We have been going to Little Farm on the River in Rising Sun, IN for the past few years. The kids really enjoy it. It is almost like an Outbacker rally when we go, I believe there are 6 outbackers that attend, plus a few other families. They have the themed weekends all of October. If you get on the website, turn the volume down, it is a little annoying.

Mike


----------



## col. Sanders crew

joeymac said:


> Hello All:
> We just purchased a 312BH and wanted to do some Halloween camping. We live in Northern KY so we are looking for something 2-3 hrs away from our home. We have two young kids, so we need something kid friendly.
> Any suggestions ? We looked at Holiday World in IN, but they apparently book up a year in advance.
> Thanks again !


 Barren River Lake State Park south of Glasgow, Ky has a "Spookout Camping Weekend" every year in October. So much fun, check out the website for Ky State Parks, link to Barren River . Lots of fun the entire weekend, kids go trick or treating, campsite decoration contests, ( which we won First Place last year! Yay !), costume contests and games, etc. Great fun, we try to go every year ! Still may have some sites open.


----------



## OutbackPM

joeymac said:


> Hello All:
> We just purchased a 312BH and wanted to do some Halloween camping. We live in Northern KY so we are looking for something 2-3 hrs away from our home. We have two young kids, so we need something kid friendly.
> Any suggestions ? We looked at Holiday World in IN, but they apparently book up a year in advance.
> Thanks again !


 We have camped in East Fork off of Ohio32 (Just past Holman motors). Its a state park and we have found that they do the trick or treating before it gets dark for safety but our kids have not liked that. The best place we have found is Winton Woods just to the northern end of Cincinnati. This is a Hamilton County ground and has a tradition for some really impresive camp sites. The draw back is you have to enter a lotery drawing for 4 weekends in the month. If you get it they do the trick or treat after dark on the saturday. I think the entry closing is coming up so they can send out the alocations.
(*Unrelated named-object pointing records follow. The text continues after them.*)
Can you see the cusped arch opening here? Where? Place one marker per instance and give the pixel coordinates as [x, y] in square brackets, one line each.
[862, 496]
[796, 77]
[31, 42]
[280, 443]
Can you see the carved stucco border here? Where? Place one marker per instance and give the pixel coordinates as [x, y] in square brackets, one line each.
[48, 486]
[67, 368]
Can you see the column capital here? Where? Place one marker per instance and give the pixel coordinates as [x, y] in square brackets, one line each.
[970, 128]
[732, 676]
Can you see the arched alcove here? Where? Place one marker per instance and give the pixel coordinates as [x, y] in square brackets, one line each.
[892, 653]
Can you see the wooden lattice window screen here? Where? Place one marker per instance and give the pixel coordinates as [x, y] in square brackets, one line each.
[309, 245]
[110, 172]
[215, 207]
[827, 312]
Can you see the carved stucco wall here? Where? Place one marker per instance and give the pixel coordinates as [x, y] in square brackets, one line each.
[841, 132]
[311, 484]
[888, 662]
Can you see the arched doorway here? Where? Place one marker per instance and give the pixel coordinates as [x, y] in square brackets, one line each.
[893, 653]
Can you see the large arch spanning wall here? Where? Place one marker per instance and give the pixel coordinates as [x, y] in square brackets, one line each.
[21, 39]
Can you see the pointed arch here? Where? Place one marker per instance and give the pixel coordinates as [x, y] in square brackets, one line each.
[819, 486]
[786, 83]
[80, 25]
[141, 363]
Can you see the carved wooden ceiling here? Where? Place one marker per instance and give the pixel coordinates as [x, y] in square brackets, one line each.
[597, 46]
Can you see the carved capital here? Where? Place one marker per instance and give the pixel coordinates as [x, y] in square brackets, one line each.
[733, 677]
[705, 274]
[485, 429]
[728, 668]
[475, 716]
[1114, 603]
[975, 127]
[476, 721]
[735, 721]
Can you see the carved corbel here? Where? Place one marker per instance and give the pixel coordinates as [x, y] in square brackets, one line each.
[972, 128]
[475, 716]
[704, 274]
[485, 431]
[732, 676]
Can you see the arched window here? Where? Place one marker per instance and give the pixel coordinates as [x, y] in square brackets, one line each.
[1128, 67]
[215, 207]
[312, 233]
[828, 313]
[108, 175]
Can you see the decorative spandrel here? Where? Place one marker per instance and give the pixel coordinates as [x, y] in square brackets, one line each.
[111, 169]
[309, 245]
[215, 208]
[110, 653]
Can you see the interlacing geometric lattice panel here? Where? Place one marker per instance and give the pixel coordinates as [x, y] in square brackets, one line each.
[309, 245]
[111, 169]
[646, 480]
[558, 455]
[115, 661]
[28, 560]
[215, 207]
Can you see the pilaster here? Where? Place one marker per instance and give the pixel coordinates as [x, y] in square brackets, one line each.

Here's alink to get you started for Winton Woods

http://greatparks.org/rec_camping/wwcamp.htm


----------



## joeymac

We are headed to Lake Rudolph in Santa Claus, IN. We are so excited; we got in on a last minute cancellation. 
We are checking in on Oct. 8 and checking out on Oct. 11. 
Is anyone from the forum gonna be there?
Thanks everyone for your input ! Have a great halloween....


----------



## rsm7

Headed to Mohican Wilderness Campground for the "River of Fire Festival" this weekend. Trick or treat, costume judging, campsite judging, pumpkin carving, bonfire, ghost stories, hayride, and a craft session for the kids where they make and decorate a small boat to be set on fire and floated down the river on Sat night, hence the "River of Fire". This is an excellent campground on the Mohican River with huge campsites if anyone is interested. Very big and sort of rustic, kinda state park sort of feel. About 9 miles down Wally Rd where the blacktop ends. The river washed out the road a couple years back and the last half mile is gravel. With all this rain it could be muddy but Fri, Sat, and Sun are going to be Sunny and 70's, looking like an awesome weekend.


----------



## psychodad

rsm7 said:


> Headed to Mohican Wilderness Campground for the "River of Fire Festival" this weekend. Trick or treat, costume judging, campsite judging, pumpkin carving, bonfire, ghost stories, hayride, and a craft session for the kids where they make and decorate a small boat to be set on fire and floated down the river on Sat night, hence the "River of Fire". This is an excellent campground on the Mohican River with huge campsites if anyone is interested. Very big and sort of rustic, kinda state park sort of feel. About 9 miles down Wally Rd where the blacktop ends. The river washed out the road a couple years back and the last half mile is gravel. With all this rain it could be muddy but Fri, Sat, and Sun are going to be Sunny and 70's, looking like an awesome weekend.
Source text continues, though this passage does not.